Downhole Fluid Analysis and Fluid Comparison Algorithm as an Aid to Reservoir Characterization

Abstract

Abstract In recent years, formation sampling and testing tools have provided a variety of new downhole optical measurements for downhole fluid analysis (DFA). DFA involves in-situ measurement of optical absorption spectra used to compute properties such as hydrocarbon composition and gas oil ratio (GOR). Abrupt changes in these fluid properties with depth may be a marker for reservoir compartmentalization. However, hydrocarbon differences can be reliably identified only when the significance of uncertainties due to measurement and oil base mud filtrate has been taken into account. Recently, an algorithm called the fluid comparison algorithm (FCA) has been developed to address this issue. FCA propagates uncertainties in optical measurement and contamination into uncertainties in fluid properties, such as color, composition, and GOR. The output of FCA is the probability that two fluids are statistically different.
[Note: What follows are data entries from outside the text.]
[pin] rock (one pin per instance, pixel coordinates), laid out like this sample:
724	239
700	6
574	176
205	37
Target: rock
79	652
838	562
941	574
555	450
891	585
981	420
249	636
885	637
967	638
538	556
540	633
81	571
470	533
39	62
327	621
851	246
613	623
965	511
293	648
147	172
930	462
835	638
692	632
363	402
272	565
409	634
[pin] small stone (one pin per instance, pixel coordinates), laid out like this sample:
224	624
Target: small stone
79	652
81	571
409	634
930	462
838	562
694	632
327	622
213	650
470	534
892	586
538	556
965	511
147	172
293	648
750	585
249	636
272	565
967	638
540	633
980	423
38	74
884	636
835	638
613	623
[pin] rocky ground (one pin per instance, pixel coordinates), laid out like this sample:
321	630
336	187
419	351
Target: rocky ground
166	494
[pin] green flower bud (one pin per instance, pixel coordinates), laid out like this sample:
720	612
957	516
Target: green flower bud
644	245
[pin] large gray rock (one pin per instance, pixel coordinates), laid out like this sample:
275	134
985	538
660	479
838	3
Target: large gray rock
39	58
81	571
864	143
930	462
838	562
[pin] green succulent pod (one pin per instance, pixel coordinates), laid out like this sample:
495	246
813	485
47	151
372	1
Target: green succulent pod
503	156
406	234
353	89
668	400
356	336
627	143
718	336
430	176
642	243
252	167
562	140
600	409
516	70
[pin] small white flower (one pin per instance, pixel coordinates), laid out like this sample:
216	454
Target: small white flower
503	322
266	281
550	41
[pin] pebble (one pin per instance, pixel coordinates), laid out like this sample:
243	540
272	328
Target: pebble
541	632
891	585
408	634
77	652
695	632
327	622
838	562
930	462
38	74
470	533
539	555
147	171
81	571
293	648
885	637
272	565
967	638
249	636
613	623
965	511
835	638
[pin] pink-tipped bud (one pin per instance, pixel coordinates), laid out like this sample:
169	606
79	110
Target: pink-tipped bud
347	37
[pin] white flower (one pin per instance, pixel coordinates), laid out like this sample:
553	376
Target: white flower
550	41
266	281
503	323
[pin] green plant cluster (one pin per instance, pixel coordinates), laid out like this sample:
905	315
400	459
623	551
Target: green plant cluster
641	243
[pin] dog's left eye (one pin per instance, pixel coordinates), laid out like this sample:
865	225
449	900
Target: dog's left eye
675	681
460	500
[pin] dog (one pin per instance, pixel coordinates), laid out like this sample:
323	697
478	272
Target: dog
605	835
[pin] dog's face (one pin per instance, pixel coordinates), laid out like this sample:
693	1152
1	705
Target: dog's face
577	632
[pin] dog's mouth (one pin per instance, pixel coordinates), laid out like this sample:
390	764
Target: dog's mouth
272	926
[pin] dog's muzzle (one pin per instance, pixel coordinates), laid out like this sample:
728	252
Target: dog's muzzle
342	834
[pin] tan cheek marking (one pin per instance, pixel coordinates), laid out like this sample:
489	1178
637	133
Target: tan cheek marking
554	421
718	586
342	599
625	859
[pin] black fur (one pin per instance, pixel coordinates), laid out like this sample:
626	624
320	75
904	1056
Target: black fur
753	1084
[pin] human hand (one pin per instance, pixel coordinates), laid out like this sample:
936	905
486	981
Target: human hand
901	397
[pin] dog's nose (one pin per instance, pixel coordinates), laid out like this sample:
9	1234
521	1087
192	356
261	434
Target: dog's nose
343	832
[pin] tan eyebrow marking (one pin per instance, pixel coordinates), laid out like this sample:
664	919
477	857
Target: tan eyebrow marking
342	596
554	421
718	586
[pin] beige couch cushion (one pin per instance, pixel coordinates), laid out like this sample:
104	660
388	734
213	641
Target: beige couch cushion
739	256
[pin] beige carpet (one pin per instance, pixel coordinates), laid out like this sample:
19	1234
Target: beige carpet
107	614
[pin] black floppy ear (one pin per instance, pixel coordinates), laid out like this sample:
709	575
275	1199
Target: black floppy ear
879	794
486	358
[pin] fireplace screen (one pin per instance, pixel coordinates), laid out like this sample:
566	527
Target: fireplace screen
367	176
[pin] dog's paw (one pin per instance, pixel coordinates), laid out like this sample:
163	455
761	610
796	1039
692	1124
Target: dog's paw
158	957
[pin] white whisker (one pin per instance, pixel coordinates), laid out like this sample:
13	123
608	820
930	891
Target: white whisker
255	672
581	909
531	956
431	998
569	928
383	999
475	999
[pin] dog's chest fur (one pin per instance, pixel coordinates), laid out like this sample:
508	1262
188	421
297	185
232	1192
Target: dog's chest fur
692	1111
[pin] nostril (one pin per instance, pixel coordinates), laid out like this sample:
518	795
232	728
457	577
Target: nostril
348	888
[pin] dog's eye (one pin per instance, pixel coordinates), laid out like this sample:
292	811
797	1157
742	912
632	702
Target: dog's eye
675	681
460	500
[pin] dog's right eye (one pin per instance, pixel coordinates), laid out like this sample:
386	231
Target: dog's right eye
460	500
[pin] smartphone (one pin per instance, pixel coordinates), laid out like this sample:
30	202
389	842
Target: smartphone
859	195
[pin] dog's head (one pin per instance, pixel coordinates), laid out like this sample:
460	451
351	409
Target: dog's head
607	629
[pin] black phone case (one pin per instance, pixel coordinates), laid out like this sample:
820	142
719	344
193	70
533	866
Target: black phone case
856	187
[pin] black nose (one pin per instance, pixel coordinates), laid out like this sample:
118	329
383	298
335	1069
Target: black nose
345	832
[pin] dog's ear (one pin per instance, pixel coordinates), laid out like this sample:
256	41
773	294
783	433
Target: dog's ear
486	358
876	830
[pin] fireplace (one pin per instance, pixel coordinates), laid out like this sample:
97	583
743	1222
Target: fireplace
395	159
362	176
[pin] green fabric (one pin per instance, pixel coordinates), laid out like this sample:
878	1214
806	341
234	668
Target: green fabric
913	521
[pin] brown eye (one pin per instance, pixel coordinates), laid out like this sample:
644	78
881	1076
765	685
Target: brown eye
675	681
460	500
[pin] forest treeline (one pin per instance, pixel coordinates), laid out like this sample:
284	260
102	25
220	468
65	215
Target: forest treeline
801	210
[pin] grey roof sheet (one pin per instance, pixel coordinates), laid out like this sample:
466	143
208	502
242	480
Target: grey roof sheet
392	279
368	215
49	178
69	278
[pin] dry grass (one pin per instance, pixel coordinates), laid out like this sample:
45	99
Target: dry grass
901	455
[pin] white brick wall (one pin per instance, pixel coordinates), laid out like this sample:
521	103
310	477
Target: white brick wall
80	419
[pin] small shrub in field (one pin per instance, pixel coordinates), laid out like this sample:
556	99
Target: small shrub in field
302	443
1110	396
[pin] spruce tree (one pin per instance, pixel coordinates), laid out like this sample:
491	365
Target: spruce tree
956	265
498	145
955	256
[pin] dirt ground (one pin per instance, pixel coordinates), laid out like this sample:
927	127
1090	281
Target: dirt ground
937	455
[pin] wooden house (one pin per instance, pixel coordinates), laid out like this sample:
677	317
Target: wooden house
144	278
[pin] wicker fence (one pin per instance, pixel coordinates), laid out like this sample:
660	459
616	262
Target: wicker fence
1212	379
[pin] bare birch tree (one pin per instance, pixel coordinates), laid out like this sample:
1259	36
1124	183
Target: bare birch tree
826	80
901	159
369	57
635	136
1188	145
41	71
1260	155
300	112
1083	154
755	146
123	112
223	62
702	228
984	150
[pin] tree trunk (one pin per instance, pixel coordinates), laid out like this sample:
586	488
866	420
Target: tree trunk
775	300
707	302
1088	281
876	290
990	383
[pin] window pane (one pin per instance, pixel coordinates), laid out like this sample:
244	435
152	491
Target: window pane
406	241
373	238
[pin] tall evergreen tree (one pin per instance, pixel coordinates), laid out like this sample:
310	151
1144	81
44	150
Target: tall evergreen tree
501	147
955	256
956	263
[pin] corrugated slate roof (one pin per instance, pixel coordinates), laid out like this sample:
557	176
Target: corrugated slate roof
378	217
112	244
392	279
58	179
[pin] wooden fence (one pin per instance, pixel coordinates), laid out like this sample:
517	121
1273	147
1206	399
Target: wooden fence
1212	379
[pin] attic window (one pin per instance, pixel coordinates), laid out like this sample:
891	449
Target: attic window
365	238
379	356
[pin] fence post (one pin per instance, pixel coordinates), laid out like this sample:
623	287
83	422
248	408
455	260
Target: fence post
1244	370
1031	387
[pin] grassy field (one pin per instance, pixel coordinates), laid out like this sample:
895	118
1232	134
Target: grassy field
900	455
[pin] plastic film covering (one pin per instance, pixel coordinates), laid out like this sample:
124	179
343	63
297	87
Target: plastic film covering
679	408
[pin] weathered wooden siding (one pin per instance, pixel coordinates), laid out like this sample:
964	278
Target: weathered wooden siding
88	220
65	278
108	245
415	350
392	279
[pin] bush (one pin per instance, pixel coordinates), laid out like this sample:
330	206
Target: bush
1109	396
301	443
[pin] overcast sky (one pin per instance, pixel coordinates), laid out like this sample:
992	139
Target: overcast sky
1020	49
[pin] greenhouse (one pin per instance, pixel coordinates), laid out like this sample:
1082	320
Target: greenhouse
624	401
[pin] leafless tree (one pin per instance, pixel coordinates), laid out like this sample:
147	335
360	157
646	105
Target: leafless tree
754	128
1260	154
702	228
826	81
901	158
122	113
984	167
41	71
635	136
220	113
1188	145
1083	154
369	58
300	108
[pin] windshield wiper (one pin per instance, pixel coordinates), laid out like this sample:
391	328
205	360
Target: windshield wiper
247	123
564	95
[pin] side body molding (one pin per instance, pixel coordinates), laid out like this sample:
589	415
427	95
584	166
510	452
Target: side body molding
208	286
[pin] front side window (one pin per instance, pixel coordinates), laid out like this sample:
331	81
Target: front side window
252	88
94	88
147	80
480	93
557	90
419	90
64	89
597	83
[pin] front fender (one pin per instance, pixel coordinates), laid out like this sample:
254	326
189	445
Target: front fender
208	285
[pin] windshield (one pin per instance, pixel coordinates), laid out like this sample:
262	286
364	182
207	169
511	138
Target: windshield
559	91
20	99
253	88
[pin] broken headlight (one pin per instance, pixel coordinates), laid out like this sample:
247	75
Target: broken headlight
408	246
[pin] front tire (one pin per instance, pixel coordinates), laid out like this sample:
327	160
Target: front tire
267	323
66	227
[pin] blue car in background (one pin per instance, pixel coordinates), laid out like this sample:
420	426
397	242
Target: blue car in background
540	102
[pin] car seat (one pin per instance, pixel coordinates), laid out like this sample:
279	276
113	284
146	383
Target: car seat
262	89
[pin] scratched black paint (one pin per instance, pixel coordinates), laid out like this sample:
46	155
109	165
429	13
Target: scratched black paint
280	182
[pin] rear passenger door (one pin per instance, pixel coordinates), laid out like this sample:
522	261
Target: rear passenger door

Real-time application of FCA can optimize capture of downhole fluid samples and generation of a continuous downhole fluid log representing the fluid complexity in the reservoir. In addition, by identifying abrupt changes in fluid properties with depth, FCA may in some circumstances be an assay for reservoir compartmentalization. In this paper, we briefly review the theory of FCA. The strengths and limitations of the technique to improve understanding of reservoir architecture and fluid complexities are presented through two case-studies.